The hint we were given is "Consider the pairs (1,2n), (2, 2n-1), (3, 2n-2),….,(n, n+1) and use the pigeonhole principle"
Any help would be great 🙂
I haven't tried anything because I have no idea where to start.
Best Answer
Imagine the following array: $$\begin{array}[cccccccccc] .1 && 2 && 3 && 4 && \ldots && n-2 && n-1 && n \\ 2n && 2n-1 && 2n-2 && 2n-3 && \ldots && n+3 && n+2 && n+1\end{array}$$
Notice that each column sums to $2n+1$ and all of the numbers from $1$ to $2n$ are used in the array. There are $n$ columns. What you want to prove is that if you were to highlight $n+1$ numbers in this array (i.e. the elements of $T$), there would be a whole column highlighted, and that pair would sum to $2n+1$.
The pidgeonhole principle essentially says that we cannot possibly highlight $n+1$ numbers such that no two lie in the same column, if there are but $n$ columns.
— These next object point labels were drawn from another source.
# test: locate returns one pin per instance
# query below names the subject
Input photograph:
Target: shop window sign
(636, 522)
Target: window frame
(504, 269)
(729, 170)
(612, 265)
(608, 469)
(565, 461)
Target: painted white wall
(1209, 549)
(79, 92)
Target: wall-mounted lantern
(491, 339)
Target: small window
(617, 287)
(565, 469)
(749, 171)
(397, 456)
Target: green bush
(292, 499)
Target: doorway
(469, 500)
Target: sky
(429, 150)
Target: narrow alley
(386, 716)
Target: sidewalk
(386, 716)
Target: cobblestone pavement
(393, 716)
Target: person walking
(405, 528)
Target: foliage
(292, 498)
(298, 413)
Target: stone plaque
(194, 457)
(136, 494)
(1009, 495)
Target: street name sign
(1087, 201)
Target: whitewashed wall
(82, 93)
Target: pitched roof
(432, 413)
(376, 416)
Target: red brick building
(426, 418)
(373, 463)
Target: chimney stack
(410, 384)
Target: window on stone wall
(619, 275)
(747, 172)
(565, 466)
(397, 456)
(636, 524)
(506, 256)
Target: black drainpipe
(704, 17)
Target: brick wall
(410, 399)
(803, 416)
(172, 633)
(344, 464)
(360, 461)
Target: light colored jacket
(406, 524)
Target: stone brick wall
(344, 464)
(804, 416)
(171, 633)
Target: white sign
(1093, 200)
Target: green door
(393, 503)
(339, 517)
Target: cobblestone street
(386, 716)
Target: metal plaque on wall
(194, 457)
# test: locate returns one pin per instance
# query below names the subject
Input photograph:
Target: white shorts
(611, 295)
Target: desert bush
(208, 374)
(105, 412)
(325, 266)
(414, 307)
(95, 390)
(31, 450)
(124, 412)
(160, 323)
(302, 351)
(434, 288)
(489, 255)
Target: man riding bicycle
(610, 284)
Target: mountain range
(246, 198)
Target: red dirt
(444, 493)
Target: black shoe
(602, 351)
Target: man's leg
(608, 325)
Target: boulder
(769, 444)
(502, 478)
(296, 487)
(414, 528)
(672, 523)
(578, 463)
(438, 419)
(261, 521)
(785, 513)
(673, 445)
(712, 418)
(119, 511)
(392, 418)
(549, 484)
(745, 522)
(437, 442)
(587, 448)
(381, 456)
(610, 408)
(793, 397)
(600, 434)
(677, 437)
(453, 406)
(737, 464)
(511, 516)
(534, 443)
If you want to see this, then just take a small array, like for $n=3$: $$\begin{array}.1 && 2 && 3\\6 && 5 && 4\end{array}$$ Now, let's start highlighting some numbers, trying to avoid putting two in a column. Our goal is to highlight $4$ numbers, as that is the size of the set $T$. We could start by putting $1$ in $T$: $$\begin{array}.\color{red}1 && 2 && 3\\6 && 5 && 4\end{array}$$ but now we know we can't put $6$ in $T$ too, because that would sum to $2n+1$. So we might choose $5$ as our next number, forbidding $2$ and we might choose $4$ as the number after that: $$\begin{array}.\color{red}1 && 2 && 3\\6 && \color{red}5 && \color{red}4\end{array}$$
So, now we have a highlighted number in every column- and adding any further number to the set $T$ would create a pair summing to $7$. But this means that we can't have a fourth element in $T$, at least given how we started - and the pidgeonhole principle guarantees that we can never choose a set of size $4$ without putting two elements in one column.
The key point here is that we should imagine that, as we're creating $T$, we're not choosing numbers to put in it, we're choosing which column to take the numbers from. There are $n$ columns, and we need to make $n+1$ choices - thus we will, at some point, choose the same column twice, and in this context, that means we need to have both elements of some column in $T$, and this forms a pair summing to $2n+1$.